The leaves are divided into three segments and the flowers, produced on short stems, are held above the foliage with one flower per stem.
Biology: The plants start blooming soon after the foliage emerges from the ground. They grow from underground root-like stems called rhizomes and the foliage dies back down by mid summer (summer dormant). The rhizomes spread just below the soil surface, forming long spreading clumps that grow quickly, contributing to its rapid spread in woodland conditions, where they often carpet large areas.
Habitat: Woodland, damp meadows in mountainous regions.
Distribution: Europe (except the southernmost areas), Northern temperate zone of western Asia, Boreal region of North America.

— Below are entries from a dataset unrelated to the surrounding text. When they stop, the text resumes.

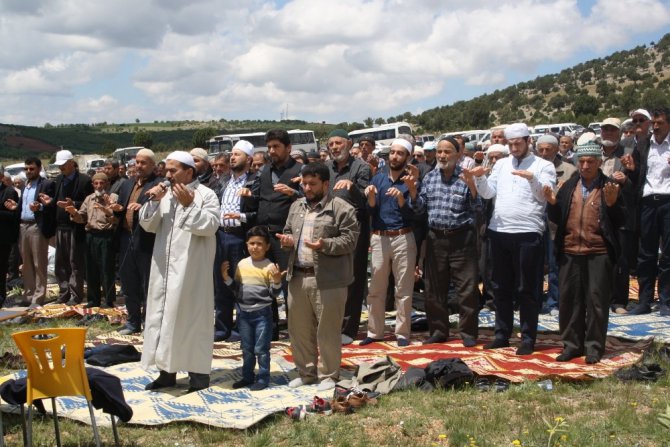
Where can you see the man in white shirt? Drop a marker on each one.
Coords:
(653, 159)
(515, 232)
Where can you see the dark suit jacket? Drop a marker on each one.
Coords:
(46, 217)
(141, 239)
(82, 188)
(9, 220)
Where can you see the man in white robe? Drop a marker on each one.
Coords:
(178, 330)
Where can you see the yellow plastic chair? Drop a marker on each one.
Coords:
(55, 363)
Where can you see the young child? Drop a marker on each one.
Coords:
(256, 281)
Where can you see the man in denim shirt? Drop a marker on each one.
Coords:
(451, 250)
(392, 242)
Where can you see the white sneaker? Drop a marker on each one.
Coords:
(326, 384)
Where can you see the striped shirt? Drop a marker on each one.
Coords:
(448, 200)
(230, 200)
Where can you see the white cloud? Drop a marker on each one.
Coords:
(69, 60)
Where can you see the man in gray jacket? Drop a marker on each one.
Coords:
(321, 231)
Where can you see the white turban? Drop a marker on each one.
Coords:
(245, 147)
(404, 143)
(516, 130)
(182, 157)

Caution: The plant contains poisonous chemicals that are toxic to animals including humans, but it has also been used as a medicine. All parts of this plant contain protoanemonin, an irritating acrid oil that is an enzymatic breakdown product of the glycoside ranunculin. While protoanemonin can cause severe topical and gastrointestinal irritation, it is unstable and changes into harmless anemonin when plants are dried or heated. It can be a dangerous and powerful depressant of the central nervous system and heart.